SACRAMENTO, Calif — Mother's Day 2020 is sure to be special for everyone, but not necessarily for reasons we'd normally associate with the holiday. If you're unsure of how to both show your mom your love and keep her safe, you're in good company.
As health expert Dr. Payal Kohli explained, "Mother's Day during a pandemic has not occurred for the last 100 years. So this year, Mother's Day is going to look and feel very different."
ABC10 spoke with Dr. Kohli to get answers on how to protect yourself, your mother and others this Mother's Day.
Q: Is it safe to travel to visit mom?
Dr. Kholi: I would advise against traveling to visit your mom, because not only is it exposing you to risk — because any sort of travel for long distances exposes you to risk — but it's also exposing mom to risk as well. Because anyone you met along the way or may have interacted with, you're bringing that home to mom. It's probably better to have a virtual visit instead.”

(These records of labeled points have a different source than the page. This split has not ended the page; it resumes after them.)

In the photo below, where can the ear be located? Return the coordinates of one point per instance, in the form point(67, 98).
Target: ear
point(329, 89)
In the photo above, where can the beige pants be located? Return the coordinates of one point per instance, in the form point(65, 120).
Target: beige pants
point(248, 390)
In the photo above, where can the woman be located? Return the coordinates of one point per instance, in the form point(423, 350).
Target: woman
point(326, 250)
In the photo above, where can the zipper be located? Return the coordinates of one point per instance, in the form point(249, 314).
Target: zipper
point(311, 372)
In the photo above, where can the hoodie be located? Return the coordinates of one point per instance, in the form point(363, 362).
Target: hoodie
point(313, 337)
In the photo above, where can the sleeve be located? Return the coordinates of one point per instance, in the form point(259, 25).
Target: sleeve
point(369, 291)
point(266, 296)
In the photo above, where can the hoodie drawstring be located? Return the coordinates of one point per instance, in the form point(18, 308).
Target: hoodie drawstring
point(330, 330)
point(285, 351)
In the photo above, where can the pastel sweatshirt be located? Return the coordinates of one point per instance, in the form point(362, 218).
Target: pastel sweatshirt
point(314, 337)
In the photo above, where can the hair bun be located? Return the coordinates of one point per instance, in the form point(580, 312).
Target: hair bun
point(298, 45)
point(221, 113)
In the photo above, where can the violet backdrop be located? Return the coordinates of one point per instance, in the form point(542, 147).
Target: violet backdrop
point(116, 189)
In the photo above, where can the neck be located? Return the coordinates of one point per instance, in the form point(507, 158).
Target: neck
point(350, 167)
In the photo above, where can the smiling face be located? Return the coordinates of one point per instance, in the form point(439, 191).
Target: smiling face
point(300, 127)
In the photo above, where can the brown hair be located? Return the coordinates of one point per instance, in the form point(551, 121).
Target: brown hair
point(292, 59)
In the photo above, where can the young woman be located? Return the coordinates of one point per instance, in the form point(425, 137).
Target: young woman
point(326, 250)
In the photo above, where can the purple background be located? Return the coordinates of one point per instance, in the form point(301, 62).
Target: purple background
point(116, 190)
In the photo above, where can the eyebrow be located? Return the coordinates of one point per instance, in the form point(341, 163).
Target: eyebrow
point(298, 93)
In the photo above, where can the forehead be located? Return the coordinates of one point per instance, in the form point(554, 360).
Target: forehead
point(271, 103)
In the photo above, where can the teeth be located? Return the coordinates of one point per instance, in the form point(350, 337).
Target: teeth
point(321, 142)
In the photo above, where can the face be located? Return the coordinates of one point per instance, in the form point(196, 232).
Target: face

Q: Is it safe to give mom flowers?
Dr. Kholi: Flowers are a soft, porous surface, and as far as we know from the science, the virus is unlikely to survive for very long on a soft porous surface. So it's probably safe to send flowers with a few considerations. The first is, that if they're being sent in a box or a vase, those could certainly have virus particle on them. And then the second, of course, is the delivery person delivering them.
So here's what I would say, have the delivery person leave them on mom's doorstep, so that she has no direct interaction with the delivery person. And then, if they are in a vase or a box, make sure mom wipes down the box or the vase before bringing it into the home and then washes her hands thoroughly afterwards.
Q: Is it safe to send mom gifts?
Dr. Kholi: It's certainly safe to send mom gifts as well. Again, with those same precautions that on cardboard, the virus can survive for up to three days, as well as plastic surfaces as well. So you want to make sure mom does one of two things: either she leaves the external packaging of the gift — the cardboard and such — in the garage, or if she's bringing it home, then she wipes it down with an alcohol or sanitizing wipe and then really washes her hands afterwards.
Q: Anything else mom would want us to know?
Dr. Kholi: I think my biggest piece of advice is, the most important gift we can give our moms is the gift of good health. So this is one of those Mother's Days where it may actually be better to keep away from our mom, and we may have to save those hugs and kisses to give her really at another time.